My introduction to the Fables universe was via the Telltale Games series, The Wolf Among Us. The comics finished earlier this year but apparently Warner Bros. is developing a film so there is life in the franchise yet.
I loved the tone and aesthetic of TWAU, and so was quite keen to try the source material. Having just finished the second ‘deluxe’ volume of the series (there are twelve in total), I’m very pleased that the original artwork is generally as gorgeous, characterful, and seedy as the game it inspired. There are occasional issues which seem to have been done by different artists, and which look different, but for the most part the look is consistent and very appealing.
For those who don’t know, the Fables universe is one where fairy tale characters are real and live among us in secret, having been driven out of their own world/s by someone known only as The Adversary, who seems to be the Big Bad to end them all. One of the main themes in the stories is the contrast between the romantic history of some of the characters and their mundane, downtrodden or degenerate lifestyles in the real world. Many of the Fables are very powerful, verging on immortal in some cases, but almost all are poverty stricken and wallowing more or less in despair and a sense of what they lost when they left their old lives behind.
So, the mood on the whole is pretty dour, but there is a lot of entertainment on offer. One of the advantages of a set-up like this is the limitless scope for different kinds of stories and plots. Volume two opens with a story where ‘Jack of the Tales’ (he of the Beanstalk) is fleeing the American Civil War and, in the space of a few short pages, encounters the Devil, the Grim Reaper, a beautiful Southern belle, and a bunch of undead animals and reanimated war veterans. The artists’ range is impressive as is the combination of characters and storylines and it makes for enjoyable reading.

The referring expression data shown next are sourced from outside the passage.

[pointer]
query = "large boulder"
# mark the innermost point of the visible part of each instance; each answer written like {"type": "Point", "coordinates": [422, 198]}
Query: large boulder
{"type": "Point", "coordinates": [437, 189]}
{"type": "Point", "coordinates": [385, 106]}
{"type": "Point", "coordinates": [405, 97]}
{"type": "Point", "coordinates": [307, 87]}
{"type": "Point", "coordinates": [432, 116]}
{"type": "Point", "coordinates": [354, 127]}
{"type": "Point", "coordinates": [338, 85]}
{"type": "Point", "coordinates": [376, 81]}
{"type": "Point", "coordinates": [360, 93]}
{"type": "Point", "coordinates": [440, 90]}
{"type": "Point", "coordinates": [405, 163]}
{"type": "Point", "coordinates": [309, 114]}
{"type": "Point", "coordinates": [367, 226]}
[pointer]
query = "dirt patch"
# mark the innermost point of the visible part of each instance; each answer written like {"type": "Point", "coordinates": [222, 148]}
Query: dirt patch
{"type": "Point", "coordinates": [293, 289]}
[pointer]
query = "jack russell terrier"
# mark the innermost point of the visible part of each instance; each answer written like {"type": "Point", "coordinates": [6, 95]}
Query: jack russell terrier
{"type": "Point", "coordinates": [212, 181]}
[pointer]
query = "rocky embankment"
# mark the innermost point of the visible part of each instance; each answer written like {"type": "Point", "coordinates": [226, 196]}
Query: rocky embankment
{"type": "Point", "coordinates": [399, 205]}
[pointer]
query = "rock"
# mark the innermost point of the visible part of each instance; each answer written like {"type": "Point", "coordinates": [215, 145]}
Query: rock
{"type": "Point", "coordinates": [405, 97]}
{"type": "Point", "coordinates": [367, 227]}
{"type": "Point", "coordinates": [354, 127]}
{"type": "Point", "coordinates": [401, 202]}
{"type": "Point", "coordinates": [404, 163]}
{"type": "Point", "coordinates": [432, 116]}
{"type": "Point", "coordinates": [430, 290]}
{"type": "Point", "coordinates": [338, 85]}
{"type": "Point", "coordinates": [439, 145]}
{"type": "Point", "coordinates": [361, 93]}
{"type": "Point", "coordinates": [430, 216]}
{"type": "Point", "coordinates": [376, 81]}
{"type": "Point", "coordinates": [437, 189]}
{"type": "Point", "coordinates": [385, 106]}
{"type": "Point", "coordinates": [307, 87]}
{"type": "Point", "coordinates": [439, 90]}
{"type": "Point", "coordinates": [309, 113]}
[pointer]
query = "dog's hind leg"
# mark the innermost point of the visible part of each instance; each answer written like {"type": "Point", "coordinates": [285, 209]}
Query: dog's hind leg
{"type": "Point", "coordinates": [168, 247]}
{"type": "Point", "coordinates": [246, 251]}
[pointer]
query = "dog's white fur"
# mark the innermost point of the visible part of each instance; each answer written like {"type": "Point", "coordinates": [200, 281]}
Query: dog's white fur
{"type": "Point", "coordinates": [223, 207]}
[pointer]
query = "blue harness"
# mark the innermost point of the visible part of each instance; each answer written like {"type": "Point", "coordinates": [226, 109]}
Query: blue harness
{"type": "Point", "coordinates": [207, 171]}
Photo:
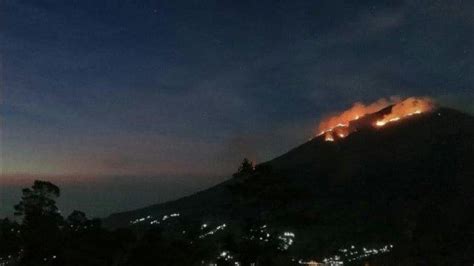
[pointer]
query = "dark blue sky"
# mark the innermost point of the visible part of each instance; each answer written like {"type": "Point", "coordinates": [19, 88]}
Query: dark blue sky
{"type": "Point", "coordinates": [188, 88]}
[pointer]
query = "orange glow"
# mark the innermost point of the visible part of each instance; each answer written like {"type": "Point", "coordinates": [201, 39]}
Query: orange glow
{"type": "Point", "coordinates": [328, 137]}
{"type": "Point", "coordinates": [339, 126]}
{"type": "Point", "coordinates": [408, 107]}
{"type": "Point", "coordinates": [339, 123]}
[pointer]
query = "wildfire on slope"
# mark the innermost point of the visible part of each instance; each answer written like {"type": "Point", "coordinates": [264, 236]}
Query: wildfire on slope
{"type": "Point", "coordinates": [408, 107]}
{"type": "Point", "coordinates": [339, 125]}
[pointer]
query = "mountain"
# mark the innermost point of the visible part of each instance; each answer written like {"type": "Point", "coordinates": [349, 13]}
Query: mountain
{"type": "Point", "coordinates": [409, 182]}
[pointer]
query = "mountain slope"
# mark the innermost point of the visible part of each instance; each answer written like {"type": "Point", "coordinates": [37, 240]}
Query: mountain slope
{"type": "Point", "coordinates": [409, 182]}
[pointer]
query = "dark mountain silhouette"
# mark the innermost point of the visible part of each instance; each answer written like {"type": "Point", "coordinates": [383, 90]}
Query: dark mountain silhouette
{"type": "Point", "coordinates": [410, 182]}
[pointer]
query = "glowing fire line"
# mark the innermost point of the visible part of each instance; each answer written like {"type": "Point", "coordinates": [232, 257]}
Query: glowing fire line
{"type": "Point", "coordinates": [408, 107]}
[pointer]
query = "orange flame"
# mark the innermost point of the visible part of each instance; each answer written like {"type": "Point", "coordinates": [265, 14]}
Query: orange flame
{"type": "Point", "coordinates": [338, 126]}
{"type": "Point", "coordinates": [408, 107]}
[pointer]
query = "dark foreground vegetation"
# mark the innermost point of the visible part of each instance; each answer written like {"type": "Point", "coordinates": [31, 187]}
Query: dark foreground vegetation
{"type": "Point", "coordinates": [399, 196]}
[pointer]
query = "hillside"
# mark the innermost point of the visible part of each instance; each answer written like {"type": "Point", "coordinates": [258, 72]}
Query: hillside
{"type": "Point", "coordinates": [408, 183]}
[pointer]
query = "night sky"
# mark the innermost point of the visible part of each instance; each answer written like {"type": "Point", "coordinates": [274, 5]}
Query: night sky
{"type": "Point", "coordinates": [151, 100]}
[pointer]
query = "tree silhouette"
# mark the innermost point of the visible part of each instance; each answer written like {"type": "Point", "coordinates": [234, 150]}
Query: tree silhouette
{"type": "Point", "coordinates": [246, 168]}
{"type": "Point", "coordinates": [41, 222]}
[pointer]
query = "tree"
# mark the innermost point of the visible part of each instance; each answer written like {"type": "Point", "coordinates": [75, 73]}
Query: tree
{"type": "Point", "coordinates": [40, 228]}
{"type": "Point", "coordinates": [10, 243]}
{"type": "Point", "coordinates": [246, 168]}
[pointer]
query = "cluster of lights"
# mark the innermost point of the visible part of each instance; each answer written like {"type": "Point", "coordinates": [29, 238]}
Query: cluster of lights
{"type": "Point", "coordinates": [213, 231]}
{"type": "Point", "coordinates": [225, 255]}
{"type": "Point", "coordinates": [260, 234]}
{"type": "Point", "coordinates": [155, 221]}
{"type": "Point", "coordinates": [287, 239]}
{"type": "Point", "coordinates": [349, 255]}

There is an overarching story of sorts centred on the efforts of Bigby Wolf (The Big Bad one) and Snow (White) to manage and police the motley and disreputable Fable community. I’ve been surprised so far that a number of fledgling antagonists seem to have been killed off quite early; but my worry is perhaps premature. It’s hard to permanently kill a Fable: the belief of the ‘Mundys’–that would be us–keeps them alive, and the bigger the character’s reputation, the harder they are to kill. This is fine, but after a certain point you kind of need to know when someone is really dead so you can move on with the story. Otherwise death starts to lose its meaning. This is less a problem with the comics than it is with the game, though, which used this plot point more than once in its first couple of hours.
The last thing I heard about the Fables movie was that Jane Goldman was attached to write it. I like her work on Kick-Ass and X-Men so hopefully she will do a good job with this, too. The source material seems pretty impressive so far and I plan to stick with it. With another ten volumes of the deluxe edition to go, though, we’ll see. These things ain’t cheap! But overall, there’s no question this is some of the most mature and engaging content I’ve read in graphic novel/comic format, and I’m looking forward to seeing where it goes.